Home design software can help, but it’s not enough…

Go into any large bookstore or computer store, and you’ll see an astounding number of computer software programs for home remodelers. And I know that people are buying these programs to help themselves design their own remodeling project. Over the past few years, I’ve noticed more and more clients coming to me with computer-drafted sketches, rather than the crude pencil sketches I’m used to seeing.

Are these software programs valuable? Do they really allow you easily draft your own design?

Well, yes and no.

There are some benefits to having clients use this type of software. First, it gets them started thinking about their project from a planning perspective. It’s a great training exercise for floor plan visualization.

Second, I think it gives people an appreciation for what an architect really does. And the plans that get generated are great tools for discussion between a client and a designer.

My big concern, though, is that this type of software can make a naive remodeler overconfident. It’s very easy to become seduced by nicely drafted plans (especially when you’ve done them yourself), and emotionally buy into ideas that aren’t really all that good. It’s very hard to talk clients out of a mediocre floor plan that they’ve been fine-tuning over the past year or two.

A homeowner can suddenly draw better and faster than she’s ever drawn before, and she can also make mistakes much faster.

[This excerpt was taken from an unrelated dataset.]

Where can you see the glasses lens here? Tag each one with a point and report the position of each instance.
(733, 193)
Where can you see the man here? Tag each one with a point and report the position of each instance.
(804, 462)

The software won’t tell you which of your designs make sense structurally, which ones are more energy efficient, which ones are more compatible with the existing architecture, or which ones are more cost-effective. The software merely draws lines. It still takes an experienced and knowledgeable brain to know which of the lines are good ones and which aren’t.

I think the best approach to using this type of software is to use it to help you understand and evaluate designs that have been proposed by a professional. The software is also great for trying out different furniture arrangements in a room.

I was chatting socially with a physician the other day. When he found out I was an architect, he started gushing about how wonderful the remodeling software was that he’d just found, how easily it let him plan his own home remodeling, and he ended with “Why, you hardly even need an architect!” I said, “What an amazing coincidence! I’ve just found this ‘Home Doctor’ program that asks you about your symptoms, and then tells you possible causes. Why, you hardly even need a doctor!” He suddenly got very quiet and smiled. He understood.

So take the software developer’s claims that you can easily design your own project with a grain of salt. Owning the software won’t make you any more of an architect than owning a scalpel will make you a surgeon. But you can start participating in your project’s design more actively. And that’s a good thing, from my point of view.